Una libertà illusoria: l’incantesimo finisce alla soglia dei trent’anni

Cortile esterno di uno dei tanti licei di Roma. Aspetto il suono della campanella, la fine delle lezioni di questa giornata. Mi guardo intorno: il cortile è in realtà un parcheggio, tanti, troppi motorini sono lì, aspettando impazienti la loro prossima corsa. Però, niente male: alcuni di essi sono proprio particolari: oggetti preziosi li caratterizzano, luci colorate li distinguono.

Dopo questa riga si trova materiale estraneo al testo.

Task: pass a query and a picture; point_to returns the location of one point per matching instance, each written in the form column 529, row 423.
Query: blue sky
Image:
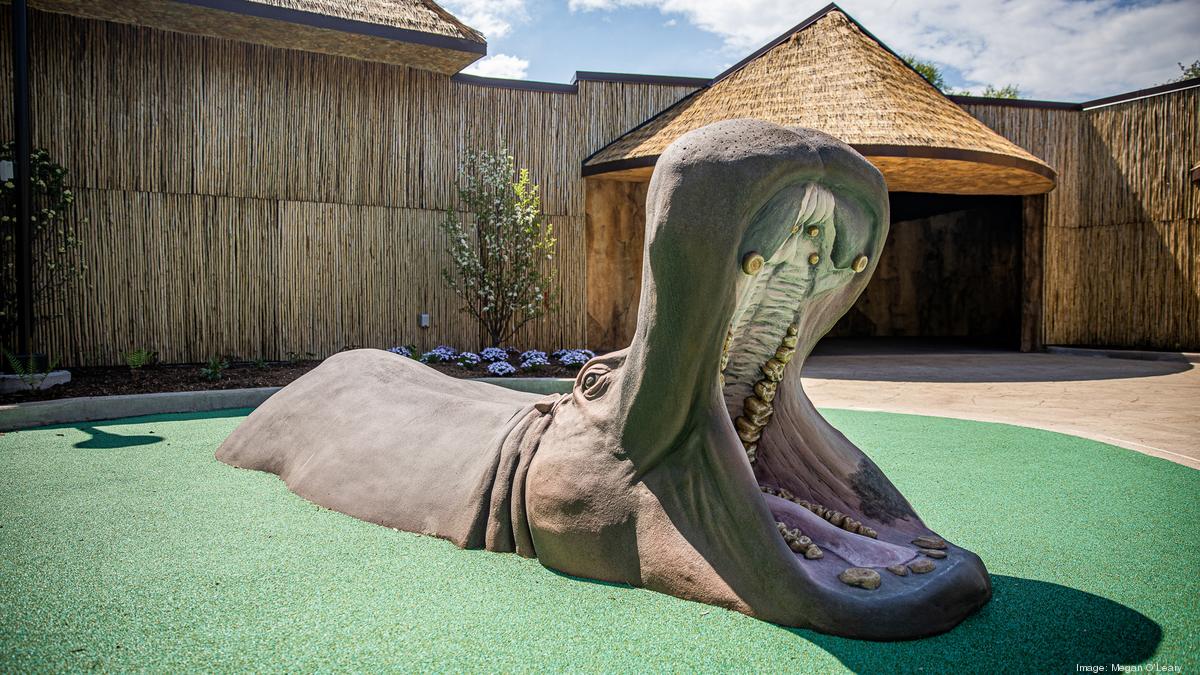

Fuori una mamma parla con sua figlia: avrà circa quindici anni e sembra una modella: capelli tagliati alla moda, jeans stretti alla moda, occhiali da sole, maglia zaino scarpe (costosissime!!) alla moda! E poi ci si lamenta che in Italia non ci sono laureati! Il che oltretutto non è neanche vero: un articolo del 2003 del “Corriere della Sera”, confermava che i laureati ci sono, anche se in minima parte provenienti dalle Facoltà tecnico-scientifiche, ma ci sono. E poi dal 2003 di tempo ne è passato. Infatti pochi giorni fa leggevo su una rivista che oggi molti ragazzi hanno abbandonato gli studi letterari o, comunque sia le così dette Università a “numero chiuso”.

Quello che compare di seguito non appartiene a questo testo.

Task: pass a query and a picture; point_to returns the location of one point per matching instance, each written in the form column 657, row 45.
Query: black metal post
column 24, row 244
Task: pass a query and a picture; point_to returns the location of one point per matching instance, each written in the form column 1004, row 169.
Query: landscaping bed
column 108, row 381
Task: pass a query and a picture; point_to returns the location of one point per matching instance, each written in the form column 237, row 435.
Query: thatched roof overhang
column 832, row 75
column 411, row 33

Ma dove sono i nostri “cervelloni”? All’estero, naturalmente chi ha le possibilità, o…

Il cellulare della ragazzina squilla: circondati da perline e portafortuna i tasti quasi non si vedono, ma lei è abilissima: “Ciao…no devo comprare assolutamente quella spazzola e poi c’è sempre film in dvd… ok ci vediamo da Mc Donald’s ”.

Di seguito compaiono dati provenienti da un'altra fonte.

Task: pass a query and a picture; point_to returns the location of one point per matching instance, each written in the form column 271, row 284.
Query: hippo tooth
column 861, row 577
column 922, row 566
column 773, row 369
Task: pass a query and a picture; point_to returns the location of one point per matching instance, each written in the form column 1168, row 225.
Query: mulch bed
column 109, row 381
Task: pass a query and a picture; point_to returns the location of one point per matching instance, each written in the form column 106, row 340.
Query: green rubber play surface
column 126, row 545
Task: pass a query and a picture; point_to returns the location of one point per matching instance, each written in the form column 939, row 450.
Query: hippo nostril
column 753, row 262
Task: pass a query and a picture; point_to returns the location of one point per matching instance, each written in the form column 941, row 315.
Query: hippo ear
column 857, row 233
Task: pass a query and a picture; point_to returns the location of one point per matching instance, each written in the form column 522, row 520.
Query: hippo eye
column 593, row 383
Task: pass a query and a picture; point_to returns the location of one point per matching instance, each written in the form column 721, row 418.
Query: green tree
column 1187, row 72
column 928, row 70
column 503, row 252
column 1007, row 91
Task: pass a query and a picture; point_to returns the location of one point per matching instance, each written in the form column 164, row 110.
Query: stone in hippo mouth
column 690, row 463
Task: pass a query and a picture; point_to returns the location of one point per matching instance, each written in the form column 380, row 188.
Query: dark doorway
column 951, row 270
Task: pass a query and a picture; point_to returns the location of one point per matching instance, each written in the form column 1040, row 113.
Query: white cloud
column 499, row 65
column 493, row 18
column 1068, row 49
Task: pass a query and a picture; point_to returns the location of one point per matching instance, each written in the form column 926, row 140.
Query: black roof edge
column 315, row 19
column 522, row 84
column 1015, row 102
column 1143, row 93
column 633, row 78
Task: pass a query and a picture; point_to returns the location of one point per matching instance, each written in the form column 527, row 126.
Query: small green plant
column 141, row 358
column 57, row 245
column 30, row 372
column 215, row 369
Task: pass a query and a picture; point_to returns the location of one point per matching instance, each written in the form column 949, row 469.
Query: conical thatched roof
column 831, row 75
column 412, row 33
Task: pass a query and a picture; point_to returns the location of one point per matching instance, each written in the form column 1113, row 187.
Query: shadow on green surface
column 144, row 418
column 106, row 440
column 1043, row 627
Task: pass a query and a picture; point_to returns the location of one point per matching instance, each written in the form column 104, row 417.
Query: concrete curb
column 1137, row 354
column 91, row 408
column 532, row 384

Giusto. Ecco dove potremmo incontrare un nostro ragazzo con la laurea in tasca. Ci sono ragazzi, dietro quei banconi, dietro quella divisa rossa con tanto di cappellino coordinato e con il sorriso stampato sul viso che, con molte probabilità, sono lì per caso. Volendo dare i numeri, credo che almeno il 60% di quei ragazzi lavorano part-time, aspettando freneticamente di avere un posto come impiegati, ingegneri, architetti, professori o per qualunque altra cosa abbiano studiato. In fondo loro un lavoro, anche se poco pagato e poco stabile, ce l’hanno. Pensare a quanti milioni di ragazzi, con tanto di “curricula”, non trovano nulla e quanti di loro accettano i brutti lavori spesso senza sbocco. E la colpa? Come al solito nessun colpevole, tante le vittime.

Analizzando i fatti posso affermare che le famiglie consentono ai figli più del necessario, sostenendo le loro scelte di consumo invece di educarli sul “fattore consumo”; i giovani studiano (o almeno ci provano), arrivando alla soglia dei trent’anni senza un lavoro certo, per “una sottovalutazione statistica della disoccupazione giovanile e un non riconoscimento dei problemi strutturali” (Salverda).

Il suono arriva accompagnato dal solito boato: escono in massa, formano un solo corpo, la ricerca della propria identità è nell’altro, i loro strumenti li convincono di una libertà illusoria.

Cerco la mia “vittima” e la fermo:

“Scusa, posso farti tre domande?”. Acconsente ma va di fretta. Continuo: “ lo sai che da un’indagine è emerso che i giovani consumano circa il doppio di quanto percepiscono?”

“Davvero? Non me ne sono mai accorta… fortunati i negozianti!”

“Cosa pensi delle aule vuote, specialmente quelle delle scienze? ”.

“Credo che ognuno scelga ciò che più gli piace, non è certo un capriccio giovanile contro i mercati internazionali. Forse si fugge da ciò che non si conosce bene.”.

“In Italia esiste la disoccupazione. Come credi di affrontare il problema per il tuo futuro? ”.

“Non lo so per ora non ci penso…”.

Scappa via e mi lascia con un dubbio: se semplifichiamo la nostra vita, se non pensiamo, se non affrontiamo né il problema del denaro né dello studio né del lavoro cosa ci aspettiamo dal futuro? Lei ora è giovane e pensa come tutti i giovani ragazzi, ma mi piacerebbe incontrarla quando il problema, vuole o non vuole, le si “piazzerà” davanti e allora, riuscirà ancora a fuggire?